China’s “grey rhino” debt-fuelled economy
October 14, 2019 - China has been financing its rapid economic growth with growing debt. Since 2001, China’s debt pile has more than doubled to over 300% of GDP as Beijing boosts infrastructure spending.
Now, China has a $40 trillion problem. That’s the country’s total government, corporate and household debt load the first quarter of 2019, according to the U.S.-based the Institute of International Finance. That’s more than 300 per cent of the country’s total annual economic output. China’s Communist Party (CCP) puts the figure at just 55.4 per cent.

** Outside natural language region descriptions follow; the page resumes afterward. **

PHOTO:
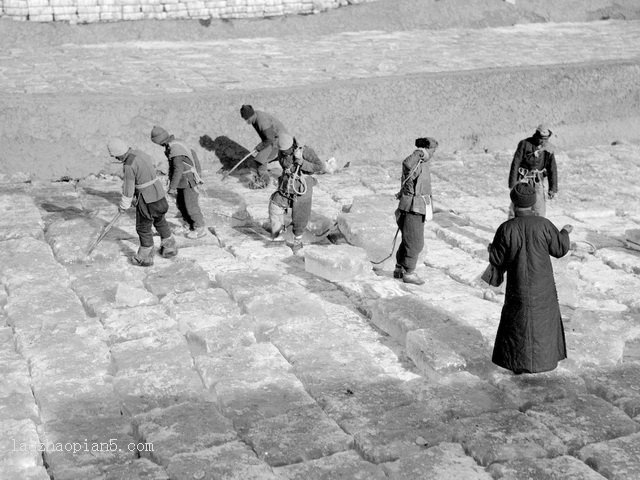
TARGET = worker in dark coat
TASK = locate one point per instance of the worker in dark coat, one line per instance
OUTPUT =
(184, 178)
(295, 189)
(530, 336)
(534, 161)
(268, 129)
(143, 188)
(414, 202)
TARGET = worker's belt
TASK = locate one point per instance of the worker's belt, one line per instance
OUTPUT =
(147, 184)
(531, 176)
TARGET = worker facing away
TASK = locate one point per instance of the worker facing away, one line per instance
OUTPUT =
(142, 188)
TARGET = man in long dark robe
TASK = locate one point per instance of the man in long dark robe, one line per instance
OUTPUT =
(530, 336)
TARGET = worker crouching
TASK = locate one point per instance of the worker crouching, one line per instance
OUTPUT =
(295, 190)
(142, 188)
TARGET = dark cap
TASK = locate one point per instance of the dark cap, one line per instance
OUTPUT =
(523, 195)
(246, 112)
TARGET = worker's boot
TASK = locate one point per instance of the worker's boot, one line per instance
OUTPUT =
(259, 181)
(197, 233)
(144, 257)
(412, 277)
(296, 247)
(168, 247)
(398, 272)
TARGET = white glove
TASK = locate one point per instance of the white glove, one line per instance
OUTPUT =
(125, 203)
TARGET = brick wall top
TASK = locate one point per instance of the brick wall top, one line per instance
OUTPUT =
(91, 11)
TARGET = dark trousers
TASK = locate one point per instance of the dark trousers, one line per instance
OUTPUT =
(189, 208)
(265, 156)
(148, 214)
(412, 229)
(300, 210)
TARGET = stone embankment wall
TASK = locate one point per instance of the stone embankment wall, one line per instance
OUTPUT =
(91, 11)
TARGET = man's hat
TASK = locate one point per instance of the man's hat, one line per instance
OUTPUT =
(426, 142)
(523, 195)
(117, 147)
(543, 130)
(159, 135)
(246, 112)
(285, 141)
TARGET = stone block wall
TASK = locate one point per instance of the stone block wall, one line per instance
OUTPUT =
(91, 11)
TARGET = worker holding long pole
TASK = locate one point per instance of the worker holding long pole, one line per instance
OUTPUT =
(142, 184)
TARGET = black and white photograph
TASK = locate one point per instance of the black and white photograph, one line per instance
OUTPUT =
(319, 239)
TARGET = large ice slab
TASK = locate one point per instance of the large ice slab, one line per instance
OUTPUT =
(336, 263)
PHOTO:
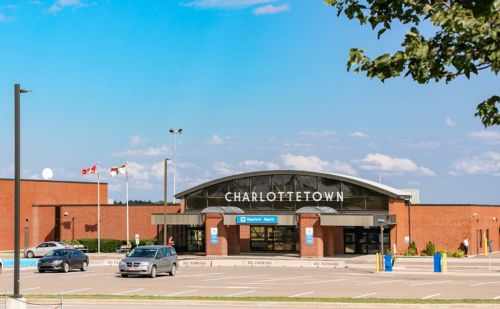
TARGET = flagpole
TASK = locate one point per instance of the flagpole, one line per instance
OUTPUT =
(98, 210)
(126, 185)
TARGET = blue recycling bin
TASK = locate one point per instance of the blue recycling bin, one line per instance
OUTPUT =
(388, 262)
(437, 263)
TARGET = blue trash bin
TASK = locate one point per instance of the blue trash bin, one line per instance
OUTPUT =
(437, 263)
(388, 262)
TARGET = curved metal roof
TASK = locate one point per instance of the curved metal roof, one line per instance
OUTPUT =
(377, 187)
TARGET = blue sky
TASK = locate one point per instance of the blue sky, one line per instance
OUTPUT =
(255, 84)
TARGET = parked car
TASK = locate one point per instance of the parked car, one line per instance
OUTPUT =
(63, 260)
(149, 261)
(44, 248)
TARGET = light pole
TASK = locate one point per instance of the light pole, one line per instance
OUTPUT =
(175, 132)
(165, 204)
(17, 184)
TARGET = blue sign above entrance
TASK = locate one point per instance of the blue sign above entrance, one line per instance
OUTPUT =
(262, 220)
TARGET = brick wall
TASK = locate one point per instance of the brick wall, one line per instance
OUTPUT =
(40, 192)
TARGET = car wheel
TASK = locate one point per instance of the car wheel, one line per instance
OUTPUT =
(153, 272)
(173, 270)
(66, 267)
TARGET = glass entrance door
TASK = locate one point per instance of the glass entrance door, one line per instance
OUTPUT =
(273, 238)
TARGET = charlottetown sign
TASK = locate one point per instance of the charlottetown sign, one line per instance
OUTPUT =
(305, 196)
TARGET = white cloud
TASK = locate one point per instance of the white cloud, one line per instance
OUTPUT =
(223, 168)
(383, 163)
(485, 163)
(450, 122)
(359, 134)
(226, 3)
(313, 163)
(216, 140)
(62, 4)
(424, 145)
(317, 134)
(147, 152)
(261, 164)
(489, 137)
(270, 9)
(136, 140)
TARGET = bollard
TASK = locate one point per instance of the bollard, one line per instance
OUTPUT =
(437, 263)
(388, 262)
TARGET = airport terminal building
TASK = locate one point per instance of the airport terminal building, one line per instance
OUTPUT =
(305, 213)
(317, 215)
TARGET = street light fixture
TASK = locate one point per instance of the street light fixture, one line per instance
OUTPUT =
(175, 132)
(165, 204)
(17, 184)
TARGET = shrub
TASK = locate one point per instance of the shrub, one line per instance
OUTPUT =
(107, 245)
(430, 249)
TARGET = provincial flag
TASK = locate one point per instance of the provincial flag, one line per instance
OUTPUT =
(114, 171)
(90, 170)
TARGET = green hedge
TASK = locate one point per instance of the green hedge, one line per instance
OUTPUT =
(110, 245)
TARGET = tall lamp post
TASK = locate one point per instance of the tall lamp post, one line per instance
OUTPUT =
(175, 132)
(165, 204)
(17, 184)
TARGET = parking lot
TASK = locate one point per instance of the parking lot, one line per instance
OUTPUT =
(260, 281)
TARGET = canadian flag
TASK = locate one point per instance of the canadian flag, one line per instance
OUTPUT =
(90, 170)
(114, 171)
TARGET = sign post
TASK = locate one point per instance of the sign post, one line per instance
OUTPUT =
(213, 236)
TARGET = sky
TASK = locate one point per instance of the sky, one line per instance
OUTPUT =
(254, 84)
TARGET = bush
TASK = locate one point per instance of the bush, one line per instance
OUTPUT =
(107, 245)
(430, 249)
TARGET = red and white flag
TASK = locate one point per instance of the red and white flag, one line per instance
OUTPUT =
(114, 171)
(90, 170)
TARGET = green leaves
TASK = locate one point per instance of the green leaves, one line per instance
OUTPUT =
(466, 40)
(488, 111)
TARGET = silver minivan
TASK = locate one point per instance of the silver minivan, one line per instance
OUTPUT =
(150, 261)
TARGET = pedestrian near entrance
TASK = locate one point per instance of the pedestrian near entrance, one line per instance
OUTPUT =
(466, 245)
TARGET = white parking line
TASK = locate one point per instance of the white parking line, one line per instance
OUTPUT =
(30, 289)
(221, 287)
(286, 278)
(431, 283)
(300, 294)
(379, 282)
(179, 293)
(79, 290)
(332, 280)
(361, 296)
(430, 296)
(483, 283)
(245, 292)
(126, 292)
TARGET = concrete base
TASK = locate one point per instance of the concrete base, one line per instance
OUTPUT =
(16, 303)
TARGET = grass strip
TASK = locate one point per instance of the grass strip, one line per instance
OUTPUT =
(269, 299)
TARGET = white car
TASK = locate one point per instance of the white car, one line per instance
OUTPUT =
(44, 248)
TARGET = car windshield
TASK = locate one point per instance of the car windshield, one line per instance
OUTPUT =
(143, 252)
(58, 253)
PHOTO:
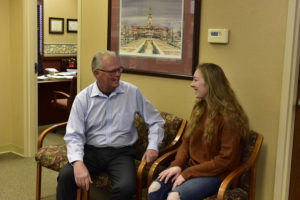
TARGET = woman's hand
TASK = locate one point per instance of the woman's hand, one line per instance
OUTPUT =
(168, 173)
(179, 180)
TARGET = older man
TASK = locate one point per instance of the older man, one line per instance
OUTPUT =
(101, 131)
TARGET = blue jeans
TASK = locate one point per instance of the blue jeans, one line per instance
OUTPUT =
(192, 189)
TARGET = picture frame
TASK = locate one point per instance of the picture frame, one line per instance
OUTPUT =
(150, 41)
(72, 25)
(56, 25)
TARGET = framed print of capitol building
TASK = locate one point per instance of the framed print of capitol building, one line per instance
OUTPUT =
(155, 37)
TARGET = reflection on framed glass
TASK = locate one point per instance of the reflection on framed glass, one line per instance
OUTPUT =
(155, 37)
(72, 25)
(56, 25)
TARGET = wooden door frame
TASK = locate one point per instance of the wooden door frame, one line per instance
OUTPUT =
(288, 102)
(30, 116)
(30, 78)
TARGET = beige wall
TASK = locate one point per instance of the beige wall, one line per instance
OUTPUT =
(253, 62)
(11, 74)
(66, 9)
(5, 74)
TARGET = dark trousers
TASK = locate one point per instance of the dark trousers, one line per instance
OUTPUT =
(117, 162)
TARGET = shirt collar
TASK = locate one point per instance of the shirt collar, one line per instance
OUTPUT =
(97, 92)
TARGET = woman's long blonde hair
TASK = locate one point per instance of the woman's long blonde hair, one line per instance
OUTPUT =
(220, 100)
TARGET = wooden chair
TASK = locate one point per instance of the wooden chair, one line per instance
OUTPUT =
(55, 156)
(239, 184)
(63, 100)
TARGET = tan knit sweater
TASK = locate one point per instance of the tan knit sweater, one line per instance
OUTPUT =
(218, 158)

Under the presidency of Hu Jintao, gross domestic product (GDP) leapt from $1.34 trillion in 2002 to $8.28 trillion in 2012. However, after the 2008–09 financial crisis, the government loosened credit controls and approved large infrastructure programmes to spur economic growth.
Now, President Xi Jinping has committed to a “Chinese dream” of national rejuvenation and a new era of global influence. Xi’s ambitious strategies include modernising the People’s Liberation Army, his Belt and Road initiative (BRI) and “Made in China 25” (MIC25) economic dynamo.
China’s BRI is the most ambitious infrastructure effort in history. Involving more than 60 countries, China’s investment in BRI could reach $1.2–1.3 trillion by 2027, according to Morgan Stanley.
Launched by the CCP four years ago, Xi has made MIC25 his signature project. The strategy defines ten core industries, such as robotics, artificial intelligence, power equipment and next-generation IT, in which China wants to become a global superpower.
Policymakers now face a choice of two evils -- either increase the “grey rhino” risk of rising debt or face the “black swan” threat of a further economic slowdown. China’s GDP grew 6.2% year-on-year in the second quarter, down from 6.4% in the first three months of 2019, while eye-watering debt continues to spiral upwards.